CI Ratings said that the ratings are supported by sound public finances, the stable domestic political situation and a high GDP per capita.
Sunday 14, July 2019
CI Ratings (CI) has affirmed its AA- long-term foreign currency rating (LT FCR) and long-term local currency rating (LT LCR) of the UAE, with a stable outlook.
The UAE boasts of strong external accounts, the current account surplus posted a 6.6 per cent of GDP in 2018 as well as 6.8 per cent in 2017 and is projected to remain in surplus—averaging 5.1 per cent of GDP in 2019-21.
The rating agency stated that the ratings reflect the continued strength of the country’s external position which is characterised by the availability of substantial financial assets.
CI said that it expects that the oil rich emirate of Abu Dhabi would be willing to support federal institutions in the unlikely event of financial distress.
The UAE’s posted $99.5 billion in official foreign exchange reserves in December 2018 as well as $95.4 billion in December 2017, providing sufficient coverage of short-term external debt on a remaining maturity basis.
Additionally, Abu Dhabi Investment Authority (ADIA) is projected to have around $ 825 billion assets under management (AUM), three times the size of the country’s total external debt as estimated by the International Monetary Fund) and was equivalent to around 194 per cent of GDP in 2018.

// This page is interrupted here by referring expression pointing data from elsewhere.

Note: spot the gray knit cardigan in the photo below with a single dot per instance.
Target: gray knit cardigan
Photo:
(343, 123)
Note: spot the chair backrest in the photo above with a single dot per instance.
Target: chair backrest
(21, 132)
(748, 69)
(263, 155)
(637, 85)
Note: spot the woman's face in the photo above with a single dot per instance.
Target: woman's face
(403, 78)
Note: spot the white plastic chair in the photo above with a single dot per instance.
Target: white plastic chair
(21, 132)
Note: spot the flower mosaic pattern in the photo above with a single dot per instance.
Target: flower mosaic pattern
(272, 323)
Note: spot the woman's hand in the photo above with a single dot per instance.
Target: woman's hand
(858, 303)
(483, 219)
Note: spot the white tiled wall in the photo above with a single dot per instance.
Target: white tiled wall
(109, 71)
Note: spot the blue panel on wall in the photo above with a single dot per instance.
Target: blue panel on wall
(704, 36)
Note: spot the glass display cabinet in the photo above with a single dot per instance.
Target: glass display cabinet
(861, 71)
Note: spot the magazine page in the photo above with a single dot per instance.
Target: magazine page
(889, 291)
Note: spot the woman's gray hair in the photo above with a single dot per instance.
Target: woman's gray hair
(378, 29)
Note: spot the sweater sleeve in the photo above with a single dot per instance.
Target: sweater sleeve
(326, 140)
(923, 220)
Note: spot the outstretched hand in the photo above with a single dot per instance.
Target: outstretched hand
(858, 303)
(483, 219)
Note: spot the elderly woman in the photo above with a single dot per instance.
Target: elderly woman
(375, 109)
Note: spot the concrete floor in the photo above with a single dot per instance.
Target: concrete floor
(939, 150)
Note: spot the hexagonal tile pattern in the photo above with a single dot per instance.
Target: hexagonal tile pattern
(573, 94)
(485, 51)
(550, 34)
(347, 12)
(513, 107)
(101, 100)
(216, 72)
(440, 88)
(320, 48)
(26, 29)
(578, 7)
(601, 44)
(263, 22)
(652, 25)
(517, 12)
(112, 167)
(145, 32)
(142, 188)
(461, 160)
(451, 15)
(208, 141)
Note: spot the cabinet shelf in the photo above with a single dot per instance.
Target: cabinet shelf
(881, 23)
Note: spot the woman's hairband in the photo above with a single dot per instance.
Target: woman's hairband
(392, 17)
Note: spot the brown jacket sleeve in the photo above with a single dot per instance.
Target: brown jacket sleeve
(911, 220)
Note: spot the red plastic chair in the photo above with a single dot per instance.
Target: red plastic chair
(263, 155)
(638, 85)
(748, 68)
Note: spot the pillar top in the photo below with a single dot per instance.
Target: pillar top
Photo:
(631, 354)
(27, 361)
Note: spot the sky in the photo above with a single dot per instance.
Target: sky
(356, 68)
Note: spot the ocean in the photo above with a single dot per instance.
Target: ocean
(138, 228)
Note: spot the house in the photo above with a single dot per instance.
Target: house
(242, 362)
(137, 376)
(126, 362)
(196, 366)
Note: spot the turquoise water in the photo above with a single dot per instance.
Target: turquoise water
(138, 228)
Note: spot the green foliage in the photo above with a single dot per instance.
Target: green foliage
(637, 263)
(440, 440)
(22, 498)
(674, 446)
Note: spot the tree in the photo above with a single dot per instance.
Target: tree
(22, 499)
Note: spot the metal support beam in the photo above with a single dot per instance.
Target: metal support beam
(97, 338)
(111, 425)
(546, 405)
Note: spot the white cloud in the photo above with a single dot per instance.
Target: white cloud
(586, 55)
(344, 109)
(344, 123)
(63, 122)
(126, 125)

The emirates’ real output growth is expected to expand by an average of 3.1 per cent in 2019-21, supported by government infrastructure spending ahead of Dubai’s 2020 World Expo, however, the outlook remains subject to ongoing risks arising from geopolitical uncertainties.
According to CI, the UAE’s sovereign ratings are constrained by the relative dependence on hydrocarbons and budget rigidities, oil and gas accounts for around 40 per cent of consolidated government revenue and for almost one third of GDP.
The ratings are also constrained by geopolitical uncertainties arising from the escalating US-Iran tensions.